'Osmancık' Romanında 'Horasan Erenleri' Motifi

mvardar968

Paylaşımcı
Katılım
5 Eyl 2006
Mesajlar
302
Tepkime puanı
0
Puanları
0
Konum
izmir
Web sitesi
ismarsiv.sitemynet.com
13. yy sonu ile 14. yy başlarında Söğüt, Domaniç çevresinde küçük bir beylikken, uygulanan politikalar ve Yaratıcı’nın bahşettiği özel bazı imkânlar sayesinde tarihin en büyük imparatorluklarından biri hâline gelen Osmanlı’nın kuruluş ve gelişmesinde, birçok faktör rol almıştır.

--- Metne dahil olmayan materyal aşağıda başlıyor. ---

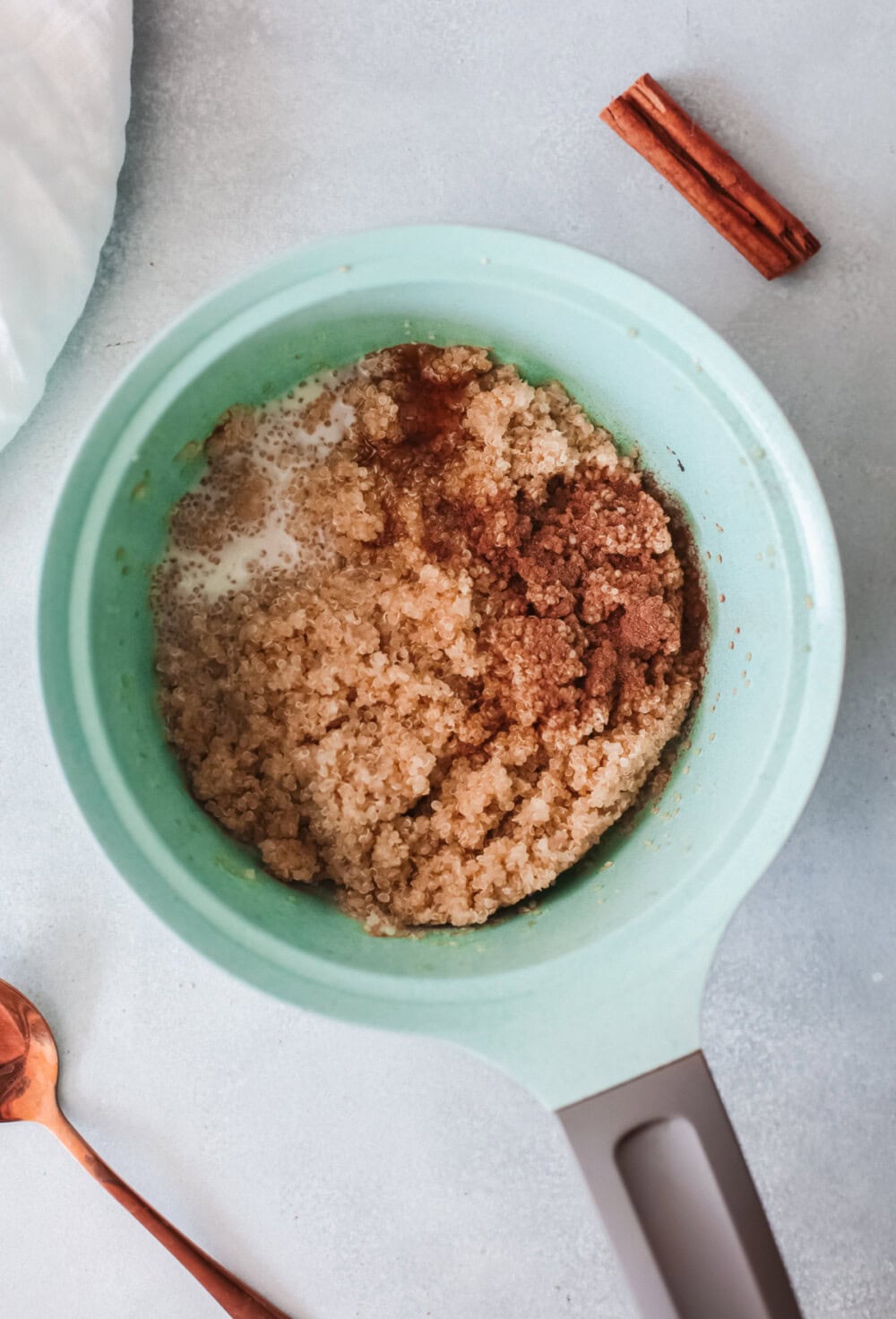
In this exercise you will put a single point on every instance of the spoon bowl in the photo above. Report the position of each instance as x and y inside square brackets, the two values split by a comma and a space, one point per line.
[30, 1067]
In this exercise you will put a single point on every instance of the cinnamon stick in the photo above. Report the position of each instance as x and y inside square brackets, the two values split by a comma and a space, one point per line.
[751, 220]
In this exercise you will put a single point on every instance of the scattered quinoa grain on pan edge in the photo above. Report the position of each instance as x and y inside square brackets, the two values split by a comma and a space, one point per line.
[421, 631]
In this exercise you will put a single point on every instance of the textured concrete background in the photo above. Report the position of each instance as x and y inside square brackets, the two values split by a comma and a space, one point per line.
[363, 1177]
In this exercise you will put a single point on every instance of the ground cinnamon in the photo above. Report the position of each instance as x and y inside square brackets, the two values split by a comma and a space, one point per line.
[726, 195]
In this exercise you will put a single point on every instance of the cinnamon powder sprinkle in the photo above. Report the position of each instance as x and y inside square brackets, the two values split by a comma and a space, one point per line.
[424, 634]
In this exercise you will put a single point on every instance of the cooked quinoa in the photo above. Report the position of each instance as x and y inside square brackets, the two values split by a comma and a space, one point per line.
[420, 634]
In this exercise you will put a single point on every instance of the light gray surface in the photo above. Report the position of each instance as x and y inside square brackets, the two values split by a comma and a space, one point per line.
[365, 1177]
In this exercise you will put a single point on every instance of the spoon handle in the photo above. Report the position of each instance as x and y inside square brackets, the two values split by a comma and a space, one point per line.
[232, 1296]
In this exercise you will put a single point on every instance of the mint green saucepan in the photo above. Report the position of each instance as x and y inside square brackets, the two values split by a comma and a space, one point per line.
[593, 1000]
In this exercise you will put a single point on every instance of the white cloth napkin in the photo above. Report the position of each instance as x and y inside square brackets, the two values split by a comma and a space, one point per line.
[65, 91]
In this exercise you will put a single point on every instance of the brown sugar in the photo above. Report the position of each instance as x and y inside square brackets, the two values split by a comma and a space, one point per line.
[420, 634]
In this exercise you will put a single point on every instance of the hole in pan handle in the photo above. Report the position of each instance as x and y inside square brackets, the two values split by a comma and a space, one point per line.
[676, 1196]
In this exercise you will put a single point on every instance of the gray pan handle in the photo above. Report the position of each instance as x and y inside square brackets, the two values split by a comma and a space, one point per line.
[677, 1199]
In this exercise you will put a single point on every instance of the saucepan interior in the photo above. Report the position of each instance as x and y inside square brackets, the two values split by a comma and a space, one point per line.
[642, 366]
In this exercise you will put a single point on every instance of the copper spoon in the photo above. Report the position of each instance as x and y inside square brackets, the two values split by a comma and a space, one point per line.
[30, 1066]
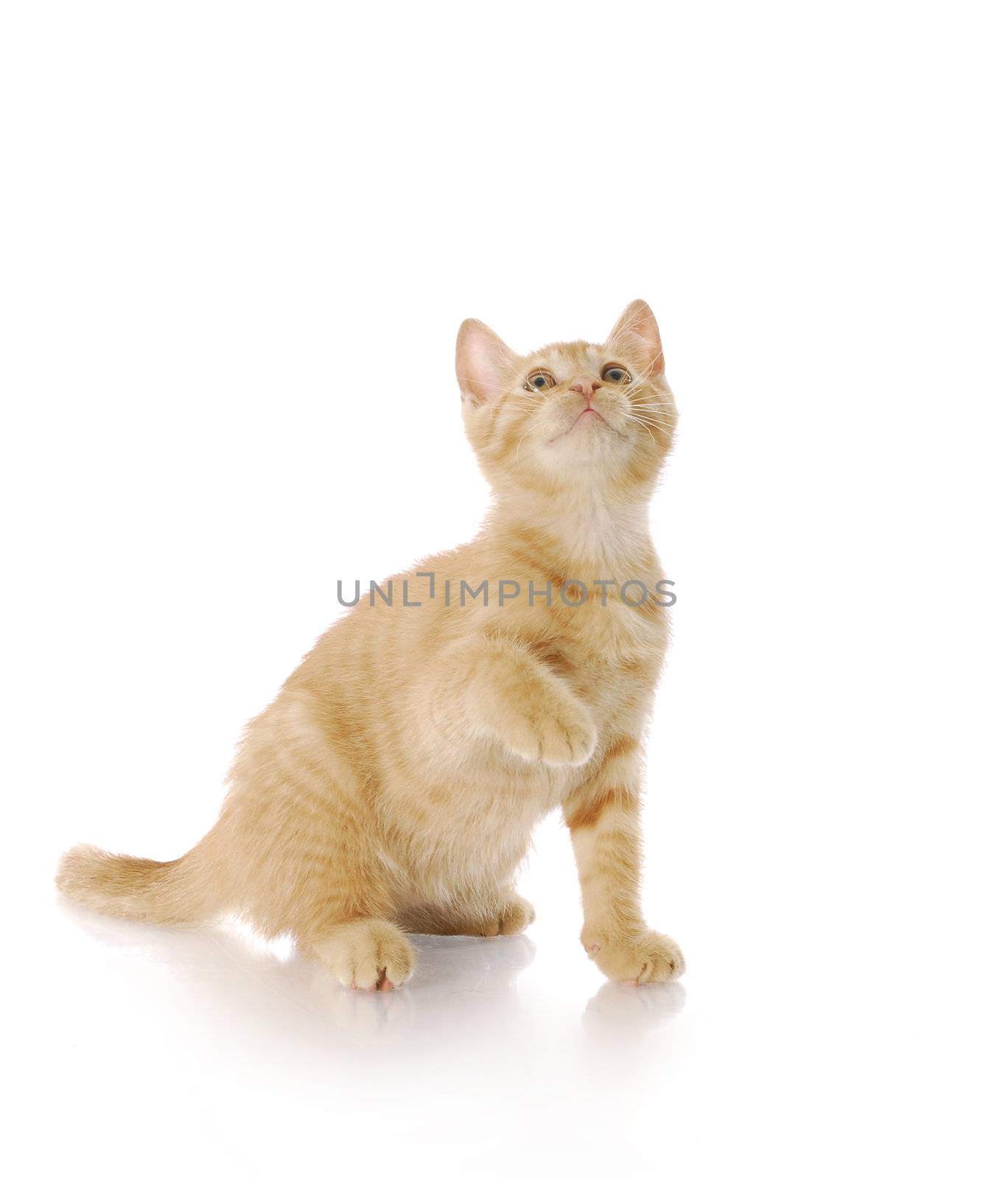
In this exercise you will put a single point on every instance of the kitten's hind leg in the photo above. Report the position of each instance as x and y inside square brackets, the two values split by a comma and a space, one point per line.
[511, 917]
[369, 954]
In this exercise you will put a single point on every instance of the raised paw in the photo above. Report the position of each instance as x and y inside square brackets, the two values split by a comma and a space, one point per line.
[634, 958]
[368, 955]
[561, 734]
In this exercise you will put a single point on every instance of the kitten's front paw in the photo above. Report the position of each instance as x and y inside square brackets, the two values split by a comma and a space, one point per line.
[368, 955]
[516, 915]
[634, 958]
[561, 734]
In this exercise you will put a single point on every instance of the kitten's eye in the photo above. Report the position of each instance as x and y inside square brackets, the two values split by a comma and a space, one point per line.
[540, 380]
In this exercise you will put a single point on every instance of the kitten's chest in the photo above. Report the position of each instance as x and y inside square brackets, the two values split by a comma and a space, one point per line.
[612, 656]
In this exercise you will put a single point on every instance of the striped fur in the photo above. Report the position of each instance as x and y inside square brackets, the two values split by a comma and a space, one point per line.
[394, 782]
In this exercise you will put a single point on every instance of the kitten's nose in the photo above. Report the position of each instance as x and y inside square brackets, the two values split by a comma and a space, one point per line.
[587, 387]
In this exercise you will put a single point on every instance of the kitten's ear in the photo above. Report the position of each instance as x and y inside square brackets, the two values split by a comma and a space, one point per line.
[637, 333]
[483, 363]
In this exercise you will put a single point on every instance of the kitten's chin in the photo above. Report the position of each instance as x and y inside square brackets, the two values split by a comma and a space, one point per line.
[589, 424]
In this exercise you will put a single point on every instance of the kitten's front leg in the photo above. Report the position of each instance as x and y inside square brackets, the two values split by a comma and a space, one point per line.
[506, 693]
[604, 819]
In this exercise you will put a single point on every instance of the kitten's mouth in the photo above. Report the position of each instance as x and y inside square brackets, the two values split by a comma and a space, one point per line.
[589, 414]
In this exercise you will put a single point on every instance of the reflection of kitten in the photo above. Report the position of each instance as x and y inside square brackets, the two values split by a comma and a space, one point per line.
[394, 783]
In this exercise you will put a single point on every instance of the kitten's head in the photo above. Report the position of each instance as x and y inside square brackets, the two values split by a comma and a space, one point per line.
[569, 416]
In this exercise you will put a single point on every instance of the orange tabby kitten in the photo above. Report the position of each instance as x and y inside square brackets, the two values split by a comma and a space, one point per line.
[394, 783]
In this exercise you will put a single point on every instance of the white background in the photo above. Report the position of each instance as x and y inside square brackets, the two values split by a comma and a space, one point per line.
[237, 242]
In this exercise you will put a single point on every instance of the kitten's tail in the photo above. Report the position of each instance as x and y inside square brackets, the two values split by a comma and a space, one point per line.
[180, 890]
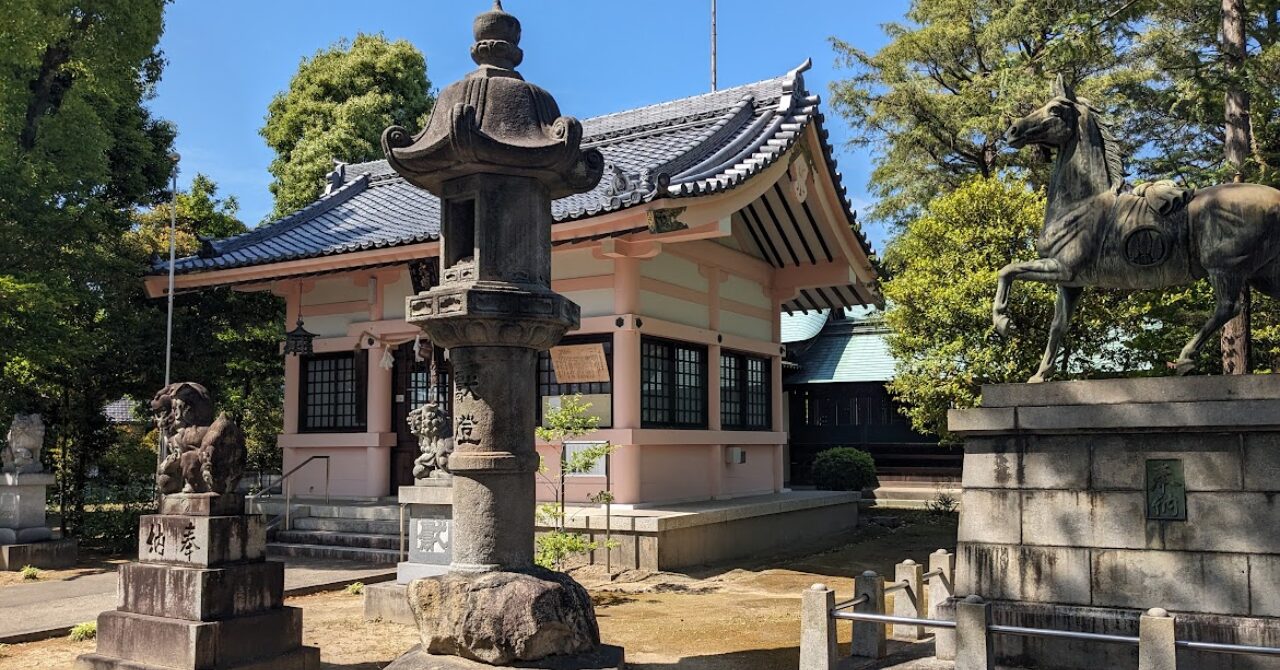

Bu devletin kuruluş ve gelişmesine tesir eden unsurlar, ortaöğretimde daha çok, bey ve padişahların şahsında kuru hâdiseler yığını olarak ele alınır. Oysa Osmanlı’nın kuruluş ve gelişmesinde birçok hâdise ve kişiyle birlikte o zamana kadar fazla görülmemiş ‘bir insan modeli’ de rol almıştır. Tarık Buğra, ‘Osmancık’ romanında, klâsik bilgilerin ötesine geçerek, Osmanlı’nın kuruluşunu çeşitli yönleriyle roman gerçekleri çerçevesinde tahlil eder. Buğra, ‘Osmancık’ yazılmadan önce kendisiyle yapılan bir mülâkatta; “Dünyanın en medenî imparatorluğunu kurmanın şifresini çözdürtebilecek tiplerle”1 bir roman yazmayı düşündüğünden bahseder. Nitekim 1950’lerden beri yazmayı düşündüğü bu romanı, 1983 yılında ‘Osmancık’ adıyla yayımlar.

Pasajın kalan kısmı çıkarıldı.